Wirkte sie früher zuweilen etwas distanziert, so geht es ihr jetzt ganz um Bekenntnisse. Im hübsch rockigen „Golden Spiral“ bläst sie sogar die Trompete. Ungeheure Dinge gehen vor. „Next door neighbors makin’ real life sex movies, some people call it dirty, some call it art“, singt sie mit dunkler Stimme.

Verletzlich. Ein anderes Highlight ist die Pianoballade „All of the Way“, in der zwei attraktive Melodien kollidieren. Miranda zeigt hier großen Mut zur Verletzlichkeit.
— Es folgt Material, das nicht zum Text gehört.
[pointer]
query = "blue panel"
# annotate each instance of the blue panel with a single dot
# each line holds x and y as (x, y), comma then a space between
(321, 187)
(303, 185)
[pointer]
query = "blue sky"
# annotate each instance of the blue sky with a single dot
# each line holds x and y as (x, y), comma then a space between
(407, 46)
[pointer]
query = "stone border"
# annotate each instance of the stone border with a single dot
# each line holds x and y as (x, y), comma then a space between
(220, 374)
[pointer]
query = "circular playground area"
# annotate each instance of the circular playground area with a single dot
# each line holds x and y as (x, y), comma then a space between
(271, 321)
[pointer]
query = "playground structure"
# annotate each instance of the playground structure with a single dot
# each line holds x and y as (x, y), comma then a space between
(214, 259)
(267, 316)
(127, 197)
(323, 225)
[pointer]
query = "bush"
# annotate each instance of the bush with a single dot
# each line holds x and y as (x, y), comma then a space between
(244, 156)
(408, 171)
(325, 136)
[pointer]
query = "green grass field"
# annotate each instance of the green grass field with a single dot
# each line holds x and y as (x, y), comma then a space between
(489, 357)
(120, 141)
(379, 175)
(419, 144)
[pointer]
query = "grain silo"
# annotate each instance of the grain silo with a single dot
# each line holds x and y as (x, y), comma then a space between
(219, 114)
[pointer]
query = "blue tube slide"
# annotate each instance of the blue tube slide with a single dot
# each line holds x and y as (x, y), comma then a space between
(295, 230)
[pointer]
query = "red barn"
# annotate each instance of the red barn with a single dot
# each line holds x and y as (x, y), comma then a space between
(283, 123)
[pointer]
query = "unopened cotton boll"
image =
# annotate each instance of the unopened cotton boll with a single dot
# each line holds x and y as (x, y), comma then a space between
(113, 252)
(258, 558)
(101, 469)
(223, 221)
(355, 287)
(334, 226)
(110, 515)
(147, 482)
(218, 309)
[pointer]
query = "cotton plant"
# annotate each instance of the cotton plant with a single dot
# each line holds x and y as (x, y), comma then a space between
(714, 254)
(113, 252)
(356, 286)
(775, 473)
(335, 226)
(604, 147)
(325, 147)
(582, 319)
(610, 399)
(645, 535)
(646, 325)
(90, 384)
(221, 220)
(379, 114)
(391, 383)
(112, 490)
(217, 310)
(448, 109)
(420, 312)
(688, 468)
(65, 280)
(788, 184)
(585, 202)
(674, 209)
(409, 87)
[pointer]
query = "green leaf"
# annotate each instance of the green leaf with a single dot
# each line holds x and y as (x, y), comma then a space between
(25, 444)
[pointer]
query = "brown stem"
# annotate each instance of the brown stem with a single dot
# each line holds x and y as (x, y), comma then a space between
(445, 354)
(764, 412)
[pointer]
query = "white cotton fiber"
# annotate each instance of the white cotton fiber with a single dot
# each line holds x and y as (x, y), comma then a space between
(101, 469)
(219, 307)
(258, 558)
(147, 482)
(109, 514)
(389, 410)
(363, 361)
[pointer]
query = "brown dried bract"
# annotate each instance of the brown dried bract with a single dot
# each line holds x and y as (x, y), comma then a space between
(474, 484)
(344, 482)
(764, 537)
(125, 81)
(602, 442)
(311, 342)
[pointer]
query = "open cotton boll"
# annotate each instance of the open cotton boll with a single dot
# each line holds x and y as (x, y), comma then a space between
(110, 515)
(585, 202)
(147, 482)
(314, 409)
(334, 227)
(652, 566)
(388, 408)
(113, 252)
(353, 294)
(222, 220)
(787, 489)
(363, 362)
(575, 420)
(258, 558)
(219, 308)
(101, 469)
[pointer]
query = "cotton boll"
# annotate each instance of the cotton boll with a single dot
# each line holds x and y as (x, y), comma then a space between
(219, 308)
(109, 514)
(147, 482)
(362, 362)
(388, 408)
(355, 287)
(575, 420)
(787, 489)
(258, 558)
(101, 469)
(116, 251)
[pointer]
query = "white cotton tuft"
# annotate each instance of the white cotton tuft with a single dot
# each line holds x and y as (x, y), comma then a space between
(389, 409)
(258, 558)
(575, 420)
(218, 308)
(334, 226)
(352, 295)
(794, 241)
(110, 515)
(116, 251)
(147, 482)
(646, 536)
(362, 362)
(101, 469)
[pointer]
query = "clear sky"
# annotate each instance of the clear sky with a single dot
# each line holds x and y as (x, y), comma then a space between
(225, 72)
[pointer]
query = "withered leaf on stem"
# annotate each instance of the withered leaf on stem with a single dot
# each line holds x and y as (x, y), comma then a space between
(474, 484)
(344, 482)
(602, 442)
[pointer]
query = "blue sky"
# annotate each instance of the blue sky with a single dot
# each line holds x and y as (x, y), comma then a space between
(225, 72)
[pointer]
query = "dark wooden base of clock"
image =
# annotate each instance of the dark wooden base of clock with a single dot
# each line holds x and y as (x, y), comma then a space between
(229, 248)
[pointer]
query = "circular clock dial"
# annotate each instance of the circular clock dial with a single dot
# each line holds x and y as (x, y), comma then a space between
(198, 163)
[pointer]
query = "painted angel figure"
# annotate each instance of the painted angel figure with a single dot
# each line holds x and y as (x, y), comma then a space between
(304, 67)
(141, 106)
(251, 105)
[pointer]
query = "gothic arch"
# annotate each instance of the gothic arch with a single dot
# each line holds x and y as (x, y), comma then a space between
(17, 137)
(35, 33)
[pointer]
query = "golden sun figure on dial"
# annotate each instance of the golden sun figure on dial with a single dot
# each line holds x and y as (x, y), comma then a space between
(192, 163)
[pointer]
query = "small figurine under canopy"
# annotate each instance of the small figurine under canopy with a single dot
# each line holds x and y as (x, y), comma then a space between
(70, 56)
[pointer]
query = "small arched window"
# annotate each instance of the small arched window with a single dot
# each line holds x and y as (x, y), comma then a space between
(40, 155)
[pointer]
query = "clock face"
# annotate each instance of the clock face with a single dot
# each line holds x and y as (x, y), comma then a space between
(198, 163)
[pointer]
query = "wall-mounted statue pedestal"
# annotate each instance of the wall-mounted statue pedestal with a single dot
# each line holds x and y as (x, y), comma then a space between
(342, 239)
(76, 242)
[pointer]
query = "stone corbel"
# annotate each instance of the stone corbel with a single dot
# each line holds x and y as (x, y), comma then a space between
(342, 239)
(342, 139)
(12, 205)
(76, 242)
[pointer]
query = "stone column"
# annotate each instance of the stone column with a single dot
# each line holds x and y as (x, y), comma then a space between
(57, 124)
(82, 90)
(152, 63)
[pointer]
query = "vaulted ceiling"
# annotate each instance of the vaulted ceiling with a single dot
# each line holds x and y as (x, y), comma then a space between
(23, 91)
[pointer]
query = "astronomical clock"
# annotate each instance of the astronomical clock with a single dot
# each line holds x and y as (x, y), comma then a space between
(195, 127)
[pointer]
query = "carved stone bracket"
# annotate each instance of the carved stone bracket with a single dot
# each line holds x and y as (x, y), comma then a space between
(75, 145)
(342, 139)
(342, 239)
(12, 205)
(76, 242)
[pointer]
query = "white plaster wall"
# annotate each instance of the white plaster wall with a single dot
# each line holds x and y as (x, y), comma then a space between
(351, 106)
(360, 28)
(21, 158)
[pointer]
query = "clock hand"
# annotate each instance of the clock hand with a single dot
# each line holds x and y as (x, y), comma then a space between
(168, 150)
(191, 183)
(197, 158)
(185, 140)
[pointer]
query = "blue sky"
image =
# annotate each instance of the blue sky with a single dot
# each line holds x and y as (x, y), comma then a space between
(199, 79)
Auf ein Bemühen um Situationskontrolle pfeift sie in ihren Liedern genauso wie im echten Leben. Schade bloß, dass diesmal ihre Liedtexte nicht abgedruckt sind. Auf der verhuschten Ballade „Exquisite“ teilt sie sich den Gesang mit Kyp Malone, dem rauschebärtigen Sänger von TV on the Radio. Den leicht sinistren Ohrwurm „Mr. Fongs“ croont sie mit Shara Nova von My Brightest Diamond. Das Tanzbein lockt sie mit „When Your Lonely Heart Breaks“, wo ihr sinnlich-schläfriger Gesang idealer Kontrapunkt zum fröhlichen Rhythmus ist. Als Schlusssong entzückt das folkige, als einzige Nummer karg instrumentierte „Mt. Hood“. Egal in welchem Setting, Holly Miranda klingt stets auf rätselhafte Weise neu. (Dangerbird)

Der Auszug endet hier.